Mauricio es como un primer amor al que intentas conquistar con la palabra, pero resulta que él te acaba conmoviendo, sin esa necesidad de los juegos y virutas propios de los enamorados. A mi primera novia la veía los lunes. Quedaba con ella en un banco del instituto y hablábamos del fin de semana. Vivíamos en localidades separadas y la distancia acusaba una imposición que se convertía en límite.
No paraba de hablar hasta que el timbre que anunciaba el comienzo de las clases sonaba retumbando. Íbamos al aula juntos. Ella se sentaba justo delante, con una amiga. Yo detrás, solo. Cada vez que volvía la cabeza recordaba su rostro en los apuntes.

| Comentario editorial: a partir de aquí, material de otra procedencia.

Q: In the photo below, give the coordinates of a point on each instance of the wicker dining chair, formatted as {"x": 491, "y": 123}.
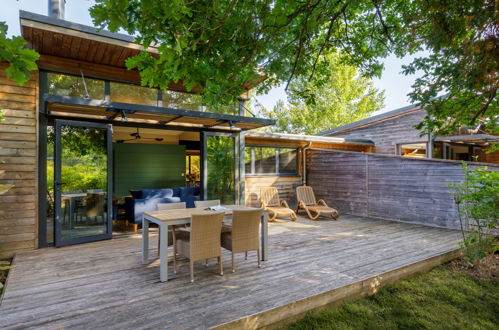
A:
{"x": 169, "y": 206}
{"x": 204, "y": 204}
{"x": 269, "y": 199}
{"x": 307, "y": 201}
{"x": 243, "y": 234}
{"x": 201, "y": 242}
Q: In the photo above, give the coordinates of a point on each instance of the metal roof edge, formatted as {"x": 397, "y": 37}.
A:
{"x": 74, "y": 26}
{"x": 308, "y": 138}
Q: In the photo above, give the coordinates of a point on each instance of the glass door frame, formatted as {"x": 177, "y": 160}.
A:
{"x": 239, "y": 169}
{"x": 58, "y": 184}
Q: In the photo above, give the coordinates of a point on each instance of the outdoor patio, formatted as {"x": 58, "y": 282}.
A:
{"x": 311, "y": 263}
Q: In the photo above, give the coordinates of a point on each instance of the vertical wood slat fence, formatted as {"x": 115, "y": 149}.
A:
{"x": 388, "y": 187}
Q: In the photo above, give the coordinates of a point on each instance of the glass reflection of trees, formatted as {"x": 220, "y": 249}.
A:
{"x": 84, "y": 158}
{"x": 67, "y": 85}
{"x": 221, "y": 172}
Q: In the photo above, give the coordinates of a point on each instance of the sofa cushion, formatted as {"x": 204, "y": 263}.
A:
{"x": 156, "y": 193}
{"x": 177, "y": 192}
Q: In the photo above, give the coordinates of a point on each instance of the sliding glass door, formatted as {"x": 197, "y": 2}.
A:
{"x": 82, "y": 182}
{"x": 221, "y": 174}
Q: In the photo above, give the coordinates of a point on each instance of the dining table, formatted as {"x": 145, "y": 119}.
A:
{"x": 165, "y": 219}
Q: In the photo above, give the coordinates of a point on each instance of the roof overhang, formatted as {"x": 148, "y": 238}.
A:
{"x": 475, "y": 139}
{"x": 60, "y": 38}
{"x": 81, "y": 108}
{"x": 308, "y": 138}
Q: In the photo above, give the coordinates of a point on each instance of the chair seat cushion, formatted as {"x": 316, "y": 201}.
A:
{"x": 183, "y": 233}
{"x": 227, "y": 240}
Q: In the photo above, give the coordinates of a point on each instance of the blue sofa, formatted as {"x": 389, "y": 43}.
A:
{"x": 145, "y": 200}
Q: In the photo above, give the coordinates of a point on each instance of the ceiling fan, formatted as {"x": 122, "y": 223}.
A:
{"x": 136, "y": 136}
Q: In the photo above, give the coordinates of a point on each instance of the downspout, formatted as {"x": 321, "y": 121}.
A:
{"x": 304, "y": 178}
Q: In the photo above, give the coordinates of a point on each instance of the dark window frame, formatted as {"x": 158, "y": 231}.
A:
{"x": 252, "y": 172}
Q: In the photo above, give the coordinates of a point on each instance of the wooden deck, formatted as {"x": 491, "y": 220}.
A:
{"x": 311, "y": 263}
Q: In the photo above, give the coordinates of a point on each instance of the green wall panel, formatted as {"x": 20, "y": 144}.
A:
{"x": 147, "y": 166}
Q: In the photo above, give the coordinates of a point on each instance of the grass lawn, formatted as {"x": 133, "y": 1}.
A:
{"x": 443, "y": 298}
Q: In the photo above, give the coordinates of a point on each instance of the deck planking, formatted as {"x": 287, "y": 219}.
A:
{"x": 104, "y": 285}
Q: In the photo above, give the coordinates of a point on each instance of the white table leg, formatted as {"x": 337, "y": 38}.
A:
{"x": 265, "y": 236}
{"x": 163, "y": 252}
{"x": 145, "y": 241}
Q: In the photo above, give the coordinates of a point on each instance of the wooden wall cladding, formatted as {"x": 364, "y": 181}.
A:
{"x": 388, "y": 187}
{"x": 285, "y": 184}
{"x": 18, "y": 165}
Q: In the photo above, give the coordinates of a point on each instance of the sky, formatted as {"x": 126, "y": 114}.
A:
{"x": 395, "y": 84}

La arquitectura de la construcción literaria debe ser vida. El reflejo de todo cuando hemos vivido y hemos dejado de hacer. Sin los recuerdos es imposible plasmar la inteligencia.
Me he reído mucho con Mauricio. Ha vivido a lo grande y a lo pequeño. Ha sufrido, ha enfermado e incluso, ha sentido la necesidad de la soledad en los instantes de aturdimiento.

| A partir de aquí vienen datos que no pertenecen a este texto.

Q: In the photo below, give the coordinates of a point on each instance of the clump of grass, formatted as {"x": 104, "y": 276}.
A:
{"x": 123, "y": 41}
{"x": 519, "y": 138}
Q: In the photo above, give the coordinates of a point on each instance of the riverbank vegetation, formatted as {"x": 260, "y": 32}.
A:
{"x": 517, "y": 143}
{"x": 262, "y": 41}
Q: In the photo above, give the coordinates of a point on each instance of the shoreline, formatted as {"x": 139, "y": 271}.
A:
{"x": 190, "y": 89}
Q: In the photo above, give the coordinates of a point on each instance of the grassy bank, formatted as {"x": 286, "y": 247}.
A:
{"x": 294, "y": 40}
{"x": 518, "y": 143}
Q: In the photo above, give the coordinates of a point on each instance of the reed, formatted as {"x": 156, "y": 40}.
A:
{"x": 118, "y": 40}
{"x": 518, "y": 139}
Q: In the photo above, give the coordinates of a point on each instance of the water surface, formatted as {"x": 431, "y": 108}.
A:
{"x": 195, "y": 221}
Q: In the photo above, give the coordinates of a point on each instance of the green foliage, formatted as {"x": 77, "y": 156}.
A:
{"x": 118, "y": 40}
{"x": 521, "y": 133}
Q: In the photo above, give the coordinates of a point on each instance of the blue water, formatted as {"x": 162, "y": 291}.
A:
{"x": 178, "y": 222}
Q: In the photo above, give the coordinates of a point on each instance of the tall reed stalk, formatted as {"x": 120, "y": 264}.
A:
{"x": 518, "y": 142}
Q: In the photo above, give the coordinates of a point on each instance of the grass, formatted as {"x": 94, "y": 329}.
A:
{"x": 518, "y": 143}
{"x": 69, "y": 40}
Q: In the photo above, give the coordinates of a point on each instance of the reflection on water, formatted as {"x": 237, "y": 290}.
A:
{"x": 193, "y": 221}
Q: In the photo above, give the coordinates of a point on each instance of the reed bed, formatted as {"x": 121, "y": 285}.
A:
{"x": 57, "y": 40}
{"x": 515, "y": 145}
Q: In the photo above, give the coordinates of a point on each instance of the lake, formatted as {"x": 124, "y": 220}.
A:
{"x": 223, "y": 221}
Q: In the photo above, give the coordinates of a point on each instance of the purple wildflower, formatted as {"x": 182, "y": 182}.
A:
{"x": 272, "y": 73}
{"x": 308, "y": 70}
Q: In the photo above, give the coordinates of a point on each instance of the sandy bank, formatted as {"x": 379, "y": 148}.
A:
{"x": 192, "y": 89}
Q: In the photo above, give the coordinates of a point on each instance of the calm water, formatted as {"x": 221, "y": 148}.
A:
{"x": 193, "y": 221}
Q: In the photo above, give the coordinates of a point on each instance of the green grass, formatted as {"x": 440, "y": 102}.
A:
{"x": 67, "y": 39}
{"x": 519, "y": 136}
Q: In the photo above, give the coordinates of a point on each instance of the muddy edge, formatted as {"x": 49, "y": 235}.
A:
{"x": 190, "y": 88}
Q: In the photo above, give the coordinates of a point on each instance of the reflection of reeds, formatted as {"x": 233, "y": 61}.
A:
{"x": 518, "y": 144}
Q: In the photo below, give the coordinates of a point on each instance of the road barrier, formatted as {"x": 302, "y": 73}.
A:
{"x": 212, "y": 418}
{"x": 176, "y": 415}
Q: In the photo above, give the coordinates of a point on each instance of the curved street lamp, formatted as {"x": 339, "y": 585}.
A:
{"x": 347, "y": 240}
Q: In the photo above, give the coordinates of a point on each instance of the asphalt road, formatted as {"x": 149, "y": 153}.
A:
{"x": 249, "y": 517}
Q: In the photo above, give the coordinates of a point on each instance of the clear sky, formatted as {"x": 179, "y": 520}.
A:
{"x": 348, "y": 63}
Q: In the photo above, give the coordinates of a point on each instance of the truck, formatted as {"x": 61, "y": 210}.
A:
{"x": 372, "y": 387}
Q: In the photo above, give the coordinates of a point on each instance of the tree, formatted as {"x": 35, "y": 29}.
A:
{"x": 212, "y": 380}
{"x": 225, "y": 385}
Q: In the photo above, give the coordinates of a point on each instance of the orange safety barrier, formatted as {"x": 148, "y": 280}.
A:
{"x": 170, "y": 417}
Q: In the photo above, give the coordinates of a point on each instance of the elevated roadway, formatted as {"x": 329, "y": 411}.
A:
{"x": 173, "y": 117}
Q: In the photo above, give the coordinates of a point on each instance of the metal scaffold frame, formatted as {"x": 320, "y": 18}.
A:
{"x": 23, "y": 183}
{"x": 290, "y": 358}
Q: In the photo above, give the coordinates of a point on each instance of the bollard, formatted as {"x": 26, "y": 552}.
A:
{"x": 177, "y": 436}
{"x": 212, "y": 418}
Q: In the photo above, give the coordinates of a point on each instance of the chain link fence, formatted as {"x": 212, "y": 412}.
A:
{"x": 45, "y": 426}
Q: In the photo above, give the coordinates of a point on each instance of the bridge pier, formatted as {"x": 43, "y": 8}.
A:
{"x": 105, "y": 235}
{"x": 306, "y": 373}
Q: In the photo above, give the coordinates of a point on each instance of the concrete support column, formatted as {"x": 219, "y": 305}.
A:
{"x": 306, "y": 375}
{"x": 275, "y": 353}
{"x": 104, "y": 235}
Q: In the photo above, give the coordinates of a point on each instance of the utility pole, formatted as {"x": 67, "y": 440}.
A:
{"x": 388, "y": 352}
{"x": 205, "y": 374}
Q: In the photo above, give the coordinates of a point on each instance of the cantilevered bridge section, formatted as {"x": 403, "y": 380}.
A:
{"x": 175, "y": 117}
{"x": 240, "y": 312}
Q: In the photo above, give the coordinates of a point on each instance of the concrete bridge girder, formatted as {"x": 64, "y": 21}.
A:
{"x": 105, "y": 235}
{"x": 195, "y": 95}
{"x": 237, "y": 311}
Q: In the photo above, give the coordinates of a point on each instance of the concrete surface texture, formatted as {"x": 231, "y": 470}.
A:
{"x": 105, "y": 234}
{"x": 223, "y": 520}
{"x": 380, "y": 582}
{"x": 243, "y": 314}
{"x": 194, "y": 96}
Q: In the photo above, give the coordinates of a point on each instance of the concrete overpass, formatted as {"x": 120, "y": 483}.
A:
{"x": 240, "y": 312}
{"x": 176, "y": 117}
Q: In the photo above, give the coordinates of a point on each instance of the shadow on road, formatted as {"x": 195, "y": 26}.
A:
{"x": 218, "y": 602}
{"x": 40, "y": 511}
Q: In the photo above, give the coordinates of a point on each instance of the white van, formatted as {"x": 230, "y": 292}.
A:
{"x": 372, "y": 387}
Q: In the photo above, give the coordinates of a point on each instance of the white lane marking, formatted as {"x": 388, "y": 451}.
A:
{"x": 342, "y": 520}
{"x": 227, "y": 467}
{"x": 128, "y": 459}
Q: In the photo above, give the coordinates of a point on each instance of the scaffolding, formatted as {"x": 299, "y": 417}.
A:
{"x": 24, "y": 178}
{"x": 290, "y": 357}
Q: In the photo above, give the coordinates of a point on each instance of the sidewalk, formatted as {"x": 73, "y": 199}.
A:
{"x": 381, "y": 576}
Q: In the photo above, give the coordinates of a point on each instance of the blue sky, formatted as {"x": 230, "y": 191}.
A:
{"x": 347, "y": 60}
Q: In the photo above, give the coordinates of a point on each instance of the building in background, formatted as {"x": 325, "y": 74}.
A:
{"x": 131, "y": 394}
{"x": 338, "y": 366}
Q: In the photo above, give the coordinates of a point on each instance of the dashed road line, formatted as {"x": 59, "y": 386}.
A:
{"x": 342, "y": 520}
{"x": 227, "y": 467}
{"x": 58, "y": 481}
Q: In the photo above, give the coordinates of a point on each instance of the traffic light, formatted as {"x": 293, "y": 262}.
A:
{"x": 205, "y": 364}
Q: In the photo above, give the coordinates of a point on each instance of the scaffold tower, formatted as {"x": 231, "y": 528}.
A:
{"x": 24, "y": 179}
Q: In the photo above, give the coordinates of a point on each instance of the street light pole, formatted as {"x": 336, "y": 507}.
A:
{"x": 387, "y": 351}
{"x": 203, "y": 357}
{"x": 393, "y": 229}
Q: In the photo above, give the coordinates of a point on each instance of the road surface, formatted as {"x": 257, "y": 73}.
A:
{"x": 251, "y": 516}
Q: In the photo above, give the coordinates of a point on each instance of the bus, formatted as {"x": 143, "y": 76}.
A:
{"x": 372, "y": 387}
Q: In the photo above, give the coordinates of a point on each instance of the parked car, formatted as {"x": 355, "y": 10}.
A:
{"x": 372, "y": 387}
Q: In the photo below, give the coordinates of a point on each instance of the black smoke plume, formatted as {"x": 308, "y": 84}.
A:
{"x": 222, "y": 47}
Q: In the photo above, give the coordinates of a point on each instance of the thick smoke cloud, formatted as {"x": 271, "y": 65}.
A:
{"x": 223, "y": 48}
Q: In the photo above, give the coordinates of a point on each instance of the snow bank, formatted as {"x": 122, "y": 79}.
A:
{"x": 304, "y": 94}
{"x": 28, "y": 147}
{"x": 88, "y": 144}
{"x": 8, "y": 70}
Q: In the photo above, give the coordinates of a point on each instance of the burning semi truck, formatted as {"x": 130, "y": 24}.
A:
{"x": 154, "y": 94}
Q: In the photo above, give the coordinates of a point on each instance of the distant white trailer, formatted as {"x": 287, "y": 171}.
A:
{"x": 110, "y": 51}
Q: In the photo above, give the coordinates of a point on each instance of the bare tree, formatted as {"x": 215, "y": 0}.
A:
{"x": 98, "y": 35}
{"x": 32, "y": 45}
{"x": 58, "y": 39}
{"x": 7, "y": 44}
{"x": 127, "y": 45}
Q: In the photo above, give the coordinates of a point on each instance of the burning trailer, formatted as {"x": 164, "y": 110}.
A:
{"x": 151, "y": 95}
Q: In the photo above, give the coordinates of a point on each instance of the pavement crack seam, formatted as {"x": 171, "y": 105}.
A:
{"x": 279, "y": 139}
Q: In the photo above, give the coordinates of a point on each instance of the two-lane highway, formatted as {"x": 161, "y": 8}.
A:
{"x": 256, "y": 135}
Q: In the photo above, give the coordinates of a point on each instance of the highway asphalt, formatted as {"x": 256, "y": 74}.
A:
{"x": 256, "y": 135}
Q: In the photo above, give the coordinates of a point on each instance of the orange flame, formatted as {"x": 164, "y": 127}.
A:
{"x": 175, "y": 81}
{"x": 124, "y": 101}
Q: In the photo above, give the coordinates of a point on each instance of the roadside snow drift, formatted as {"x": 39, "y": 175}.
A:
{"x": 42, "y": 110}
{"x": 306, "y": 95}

Cuando Loreto falleció acudí a su casa. Ante su cuerpo inerte recité tres poemas que dejé allí, en esa cama gris e inanimada. Salí pitando, con las gafas de sol y un deseo de venganza que nadie reconoce.
He vuelto a ver a Loreto en múltiples ocasiones. Y era ella. Debía decirme cosas y sobre todo, dar las gracias por esos poemas que escuchó en silencio.
Dice Mauricio verdades como puños, pero que no logramos ignorar. Permanecen. En Barcelona hace un calor sofocante.
Aparece una mosca dentro del taxi. Viene pidiendo paso. Intento atraparla con la mano pero escapa. Me ha sacado la lengua. Tomo la palabra y a menos de un metro disparo. Ha caído sobre el asiento. La muerte y la soledad nos acompañan. Es nuestra arquitectura. La única verdad, la condición de hombre.